Solved – Lasso regression solutions

lassoregression

In the ridge regression $\hat{\beta}^{ridge}=argmin\left \{ \frac{1}{2}\sum_{i=1}^{N}(y_i-\beta_0-\sum_{j=1}^{p}x_{ij}\beta_j)^2 +\lambda \sum_{j=1}^{p}\beta_j^2 \right \}$ the ridge regression solutions can be computed form $\hat{\beta}^{ridge}=(X^tX+\lambda I)^{-1}X^ty$

But for the lasso regression case: $\hat{\beta}^{lasso}=argmin\left \{ \frac{1}{2}\sum_{i=1}^{N}(y_i-\beta_0-\sum_{j=1}^{p}x_{ij}\beta_j)^2 +\lambda \sum_{j=1}^{p}|\beta_j| \right \}$
With which matrix form formula can I compute the lasso regression solutions? I looked in the Elements of statistical learning book and that wasn't anywhere, only the beta solutions for ridge.

Best Answer

With which matrix form formula can I compute the lasso regression solutions?

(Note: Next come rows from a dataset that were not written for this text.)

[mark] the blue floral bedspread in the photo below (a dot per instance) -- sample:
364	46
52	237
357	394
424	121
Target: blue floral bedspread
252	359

As @Matthew Drury points out there is no closed form solution to the multivariate lasso problem. To understand why this is the case you must first familiarise yourself with the closed form solution to the univariate lasso problem which is derived here:


Univariate Lasso problem

Computing the subdifferential of the Lasso cost function and equating to zero to find the minimum:

\begin{aligned} \partial_{\theta_j} RSS^{lasso}(\theta) &= \partial_{\theta_j} RSS^{OLS}(\theta) + \partial_{\theta_j} \lambda || \theta ||_1 \\ 0 & = -\rho_j + \theta_j z_j + \partial_{\theta_j} \lambda || \theta_j || \\ 0 & = \begin{cases} -\rho_j + \theta_j z_j - \lambda & \text{if}\ \theta_j < 0 \\ [-\rho_j - \lambda ,-\rho_j + \lambda ] & \text{if}\ \theta_j = 0 \\ -\rho_j + \theta_j z_j + \lambda & \text{if}\ \theta_j > 0 \end{cases} \end{aligned}

For the second case we must ensure that the closed interval contains the zero so that $\theta_j = 0$ is a global minimum

\begin{aligned} 0 \in [-\rho_j - \lambda ,-\rho_j + \lambda ] \end{aligned}

Solving for $\theta_j$ gives:

\begin{aligned} \begin{cases} \theta_j = \frac{\rho_j + \lambda}{z_j} & \text{for} \ \rho_j < - \lambda \\ \theta_j = 0 & \text{for} \ - \lambda \leq \rho_j \leq \lambda \\ \theta_j = \frac{\rho_j - \lambda}{z_j} & \text{for} \ \rho_j > \lambda \end{cases} \end{aligned}

We recognize this as the soft thresholding function with a normalizing constant.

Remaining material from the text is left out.